North Dakota, In Grant v. Grant, 226 N.W. 2d 358 (N.D. 1975), interpreting a statute not mentioning fault as a factor, the court held that conduct of the parties could be considered. See also Larson v. Larson, 234 N.W. 2d 861 (N.D. 1975).

South Carolina, In South Carolina, equitable distribution exists as a common law doctrine created by the courts, in the absence of statute. In Lyvers v. Lyvers, 280 S.C. 361, 312 S.E. 2d 590 (S.C. Ct. App. 1984), the court pointed out that the relative fault of the parties is a factor which the trial court must consider in determining the proper portion of marital property that is owned by each spouse.

Texas. In Thomas v. Thomas, 603 S.W. 2d 356, 358 (Tex. Civ. App. 1980), the court said that a division could be based upon, among other factors, “the facts which led to the divorce.” See also Bell v. Bell, 540 S.W. 2d 432 (Tex. Civ. App. 1976).

Particularly where the moral or marital fault diminishes the contribution of a spouse to the marriage and/or results in additional expenses and efforts on the part of the innocent spouse, it should be considered in determining the “equitable” distribution of marital property. Here, Mrs. Dusenberry’s lengthy absences from the home during which she made no contribution to the mar*617riage or to the care of the children, with the concomitant additional effort and expenses required of her husband for the care and upkeep of the children, together with the estimated cost of $10,000 for the continued treatment of the psychological problems of the children, suffered by them as a result of her behavior, fully justify consideration of her marital fault.

The reason misconduct directly impacting the contribution of one spouse to the marriage should be considered was stated with clarity in Burtscher v. Burtscher, 563 S.W. 2d 526, 527-28 (Mo. Ct. App. 1978), as follows:

We believe the conduct factor becomes important when the conduct of one party to the marriage is such that it throws upon the other party marital burdens beyond the norms to be expected in the marital relationship. The thrust of the dissolution law is to treat the marriage as a partnership to which each spouse presumably contributes equally. When the misconduct of one party changes that balance so that the other party must assume more than his or her share of the partnership load it is appropriate that such misconduct should affect the distribution of the property of that partnership. It is logical that if one party to the partnership has, because of the other’s misconduct, contributed more to the partnership, he or she should receive a greater portion of the partnership assets.

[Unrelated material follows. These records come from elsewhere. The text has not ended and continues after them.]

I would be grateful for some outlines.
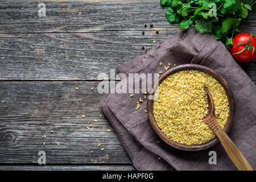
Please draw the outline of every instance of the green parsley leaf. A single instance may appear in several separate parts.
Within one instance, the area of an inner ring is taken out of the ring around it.
[[[221,26],[221,32],[224,34],[228,32],[231,27],[232,27],[232,26],[236,24],[238,22],[238,20],[237,19],[229,17],[228,18],[222,22]]]
[[[187,29],[189,27],[189,25],[191,25],[193,24],[193,21],[191,20],[185,20],[184,19],[182,20],[181,22],[180,22],[180,29]]]
[[[233,38],[229,38],[228,36],[226,36],[226,46],[228,47],[229,45],[233,45]]]
[[[236,3],[235,0],[225,0],[225,3],[223,5],[224,9],[232,7]]]
[[[171,5],[171,0],[160,0],[160,4],[164,7],[170,7]]]
[[[248,10],[244,8],[243,7],[242,8],[241,10],[241,16],[243,18],[245,18],[247,17],[247,15],[248,15]]]
[[[251,7],[249,5],[243,4],[243,3],[242,5],[243,5],[243,7],[245,7],[246,9],[247,9],[249,10],[251,10]]]
[[[171,23],[177,23],[180,20],[178,14],[171,7],[169,7],[167,11],[166,11],[166,17],[167,20]]]

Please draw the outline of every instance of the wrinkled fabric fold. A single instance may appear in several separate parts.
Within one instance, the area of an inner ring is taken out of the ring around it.
[[[162,67],[159,62],[163,63]],[[236,116],[229,135],[248,160],[256,166],[256,87],[234,60],[225,46],[210,34],[201,35],[193,26],[171,36],[147,53],[118,66],[119,73],[156,73],[171,64],[201,64],[214,69],[228,81],[236,104]],[[126,84],[123,79],[116,87]],[[146,102],[135,109],[144,93],[109,94],[100,103],[103,112],[115,130],[121,143],[139,170],[236,170],[220,143],[210,148],[189,152],[175,149],[165,143],[151,127]],[[160,142],[158,143],[157,141]],[[217,164],[208,162],[210,151],[217,153]],[[158,159],[160,157],[161,159]]]

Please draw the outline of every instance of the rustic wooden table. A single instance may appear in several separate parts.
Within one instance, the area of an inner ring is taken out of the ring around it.
[[[42,1],[46,17],[39,18]],[[99,73],[180,31],[164,11],[159,0],[1,1],[0,169],[135,169],[99,117],[106,94],[90,88]],[[255,18],[251,12],[241,31],[256,35]],[[256,81],[256,61],[241,65]],[[38,165],[40,151],[49,165]]]

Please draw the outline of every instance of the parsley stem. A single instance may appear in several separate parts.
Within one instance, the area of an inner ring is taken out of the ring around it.
[[[222,2],[222,3],[220,6],[220,7],[218,7],[218,9],[216,10],[216,12],[217,12],[217,11],[218,11],[218,10],[219,9],[220,9],[221,8],[221,6],[222,6],[222,5],[223,5],[223,4],[224,4],[224,2]]]

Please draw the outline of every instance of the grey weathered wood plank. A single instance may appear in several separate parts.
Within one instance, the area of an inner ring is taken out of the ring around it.
[[[159,1],[47,2],[42,18],[39,2],[0,5],[1,80],[96,80],[142,54],[142,46],[151,48],[152,40],[180,31],[167,21]],[[256,34],[255,16],[250,12],[242,31]],[[241,64],[252,80],[255,64]]]
[[[49,164],[131,163],[109,122],[99,116],[105,94],[97,92],[98,83],[0,81],[0,163],[37,163],[41,150]]]
[[[0,171],[135,171],[130,165],[0,165]]]

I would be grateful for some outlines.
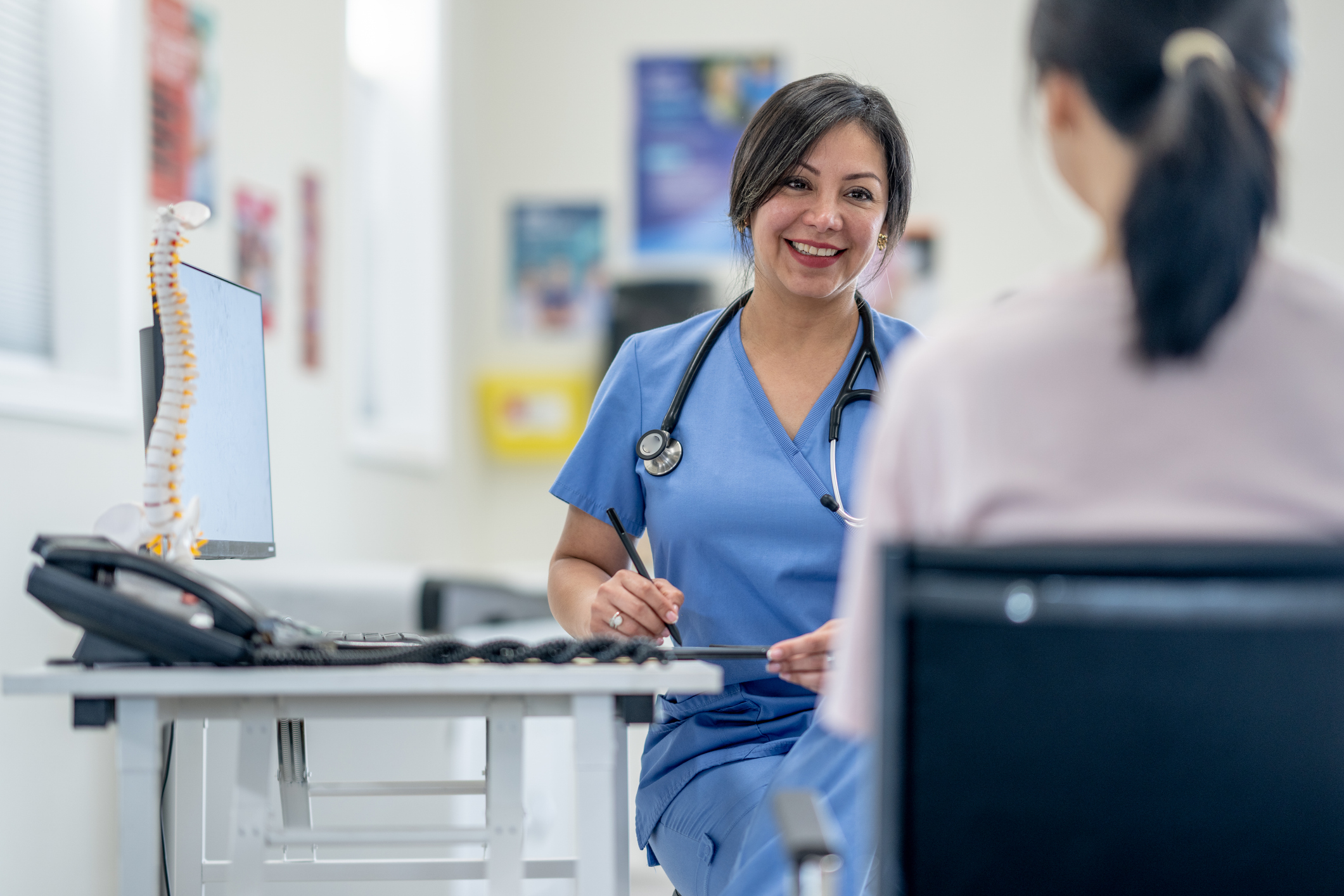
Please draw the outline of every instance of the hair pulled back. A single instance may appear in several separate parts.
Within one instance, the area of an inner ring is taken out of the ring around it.
[[[1077,75],[1133,141],[1138,169],[1122,222],[1149,360],[1192,357],[1235,305],[1278,210],[1265,116],[1288,77],[1285,0],[1040,0],[1038,74]],[[1212,31],[1235,66],[1196,56],[1168,75],[1163,50],[1185,28]]]
[[[910,218],[913,179],[905,128],[887,95],[876,87],[845,75],[821,74],[775,90],[742,132],[732,156],[728,219],[738,231],[743,255],[751,255],[751,239],[743,232],[751,216],[780,191],[818,140],[851,121],[863,125],[886,156],[887,214],[882,232],[892,244],[900,239]]]

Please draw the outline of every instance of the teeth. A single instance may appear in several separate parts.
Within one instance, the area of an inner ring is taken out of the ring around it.
[[[792,239],[789,240],[789,244],[804,255],[820,255],[821,258],[831,258],[840,251],[839,249],[817,249],[816,246],[808,246],[806,243],[796,243]]]

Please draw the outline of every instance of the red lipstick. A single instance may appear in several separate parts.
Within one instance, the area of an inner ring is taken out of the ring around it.
[[[839,249],[839,251],[835,255],[808,255],[794,249],[793,243],[812,246],[813,249]],[[789,247],[789,254],[793,255],[793,258],[797,259],[798,263],[805,267],[831,267],[837,261],[840,261],[841,255],[849,251],[847,249],[840,249],[839,246],[828,246],[827,243],[814,243],[810,239],[785,239],[784,244]]]

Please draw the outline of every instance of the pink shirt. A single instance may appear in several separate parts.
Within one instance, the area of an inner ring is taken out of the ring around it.
[[[872,731],[883,545],[1344,540],[1344,290],[1262,258],[1192,363],[1136,360],[1133,314],[1111,265],[902,353],[866,435],[831,728]]]

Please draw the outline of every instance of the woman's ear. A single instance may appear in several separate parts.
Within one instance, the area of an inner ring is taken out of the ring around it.
[[[1071,74],[1047,71],[1040,79],[1040,95],[1046,101],[1046,128],[1051,136],[1067,136],[1082,125],[1083,86]]]
[[[1269,129],[1271,137],[1278,137],[1284,129],[1284,120],[1288,118],[1288,101],[1292,95],[1292,79],[1284,78],[1284,83],[1278,86],[1278,93],[1270,99],[1269,111],[1265,116],[1265,128]]]

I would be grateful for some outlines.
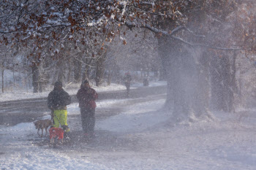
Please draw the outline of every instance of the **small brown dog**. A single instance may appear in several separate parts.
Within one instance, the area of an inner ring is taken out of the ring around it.
[[[39,136],[39,131],[41,129],[42,130],[42,134],[41,134],[41,137],[42,137],[42,131],[43,129],[45,129],[45,136],[47,135],[47,129],[49,128],[49,126],[53,125],[53,123],[49,119],[46,119],[46,120],[37,120],[37,122],[34,123],[34,125],[36,126],[36,129],[37,129],[37,134]]]
[[[49,130],[50,142],[54,143],[54,138],[56,137],[58,137],[59,141],[61,140],[61,142],[63,142],[64,133],[67,133],[67,130],[69,130],[67,125],[61,125],[61,128],[51,127]]]

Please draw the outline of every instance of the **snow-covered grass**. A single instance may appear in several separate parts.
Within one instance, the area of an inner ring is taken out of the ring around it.
[[[256,118],[214,112],[212,121],[173,124],[161,110],[164,99],[97,102],[99,109],[121,104],[122,112],[97,120],[97,131],[124,139],[123,147],[111,150],[59,150],[28,141],[37,136],[33,123],[0,128],[1,169],[256,169]],[[129,104],[129,103],[132,103]],[[69,115],[80,114],[78,104]],[[44,118],[49,118],[45,115]],[[71,130],[75,125],[69,124]],[[78,127],[76,127],[78,128]],[[78,127],[80,128],[80,127]],[[124,140],[125,139],[125,140]]]

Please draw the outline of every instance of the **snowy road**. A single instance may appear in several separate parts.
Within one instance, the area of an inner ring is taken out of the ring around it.
[[[165,86],[141,87],[132,89],[129,98],[136,98],[150,95],[164,94],[165,91]],[[125,90],[100,92],[98,101],[124,99],[125,94]],[[72,101],[77,101],[75,96],[72,96]],[[44,116],[47,112],[50,113],[47,107],[46,98],[0,102],[0,125],[14,125],[20,123],[33,122]]]
[[[256,119],[171,123],[164,95],[97,102],[96,139],[84,142],[78,104],[69,106],[72,144],[53,149],[31,123],[0,128],[1,169],[256,169]],[[105,112],[105,114],[104,113]],[[44,118],[48,117],[45,115]]]

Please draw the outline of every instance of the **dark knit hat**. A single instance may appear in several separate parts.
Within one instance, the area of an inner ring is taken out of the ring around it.
[[[62,87],[62,82],[55,82],[55,84],[54,84],[54,87],[55,88],[59,87],[59,86]]]

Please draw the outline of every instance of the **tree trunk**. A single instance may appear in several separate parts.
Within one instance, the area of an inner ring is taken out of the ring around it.
[[[80,59],[80,57],[78,56],[78,59]],[[74,61],[74,82],[76,83],[78,83],[81,80],[81,69],[82,69],[82,63],[81,62],[75,58]]]
[[[103,74],[105,71],[104,62],[105,61],[106,56],[107,53],[105,52],[96,61],[96,86],[99,86],[102,83]]]
[[[200,48],[185,46],[170,37],[159,39],[159,53],[167,71],[165,107],[173,104],[173,119],[189,121],[208,112],[208,60]]]
[[[33,63],[31,69],[32,69],[32,86],[34,88],[33,92],[38,93],[39,69],[38,69],[38,66],[35,63]]]
[[[4,69],[1,70],[1,93],[4,93]]]

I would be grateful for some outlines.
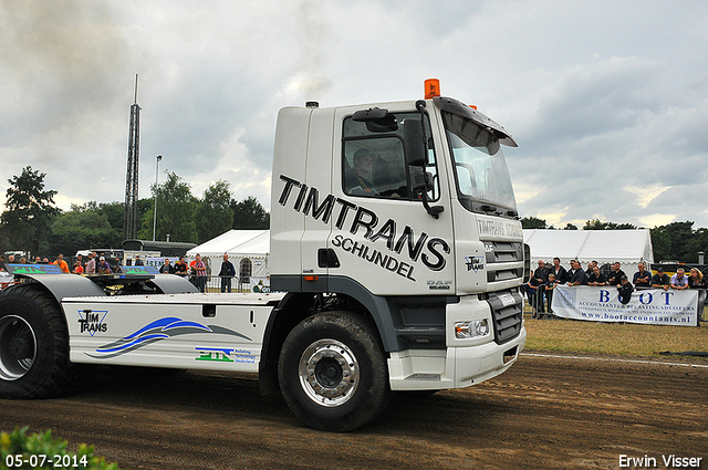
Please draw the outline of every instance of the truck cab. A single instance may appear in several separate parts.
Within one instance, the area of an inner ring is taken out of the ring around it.
[[[439,93],[281,109],[269,260],[278,292],[198,293],[146,267],[75,275],[10,265],[0,397],[61,396],[91,365],[253,373],[308,426],[348,431],[392,391],[503,373],[527,334],[502,145],[516,146],[503,127]]]
[[[523,234],[499,124],[459,101],[281,109],[271,288],[375,323],[392,389],[464,387],[523,348]]]

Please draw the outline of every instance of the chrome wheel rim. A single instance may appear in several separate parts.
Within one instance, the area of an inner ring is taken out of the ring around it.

I am fully convinced that, under the particular facts of this case, the marital fault of the wife was properly considered by the trial judge, even under the rigid holding of the majority in Smith v. Smith, 314 N.C. 80, 331 S.E. 2d 682 (1985). Even if one completely disregards the “moral” impact of the wife’s conduct here, I believe the trial court properly considered as some of the factors in the distribution the repeated adultery of the wife, her consequent neglect of her husband and children, her lengthy absences from her family during her affair, the resultant lack of contribution by her to the marriage, the exclusive burden of child care and household management which she imposed on her working husband, and the severe emotional impact of her behavior on her husband and children. The Court of Appeals erred in ruling to the contrary, and the majority of this Court has erred in affirming that ruling.

*618Further, where matters are left to the discretion of the trial judge, he may be reversed for abuse of his discretion only upon a showing that his actions are manifestly unsupported by reason or that his decision is so arbitrary that it could not have been the result of a reasoned decision. White v. White, 312 N.C. 770, 324 S.E. 2d 829. Most assuredly, it cannot be said of Judge Allen’s order in this case that it is either manifestly unsupported by reason or that it is so arbitrary that it could not have been the result of a reasoned decision.

I would vote to reverse the decision of the Court of Appeals and to reinstate Judge Allen’s carefully considered and fully supported order of distribution dated and filed 19 April 1984.

Justice BILLINGS joins in this dissenting opinion.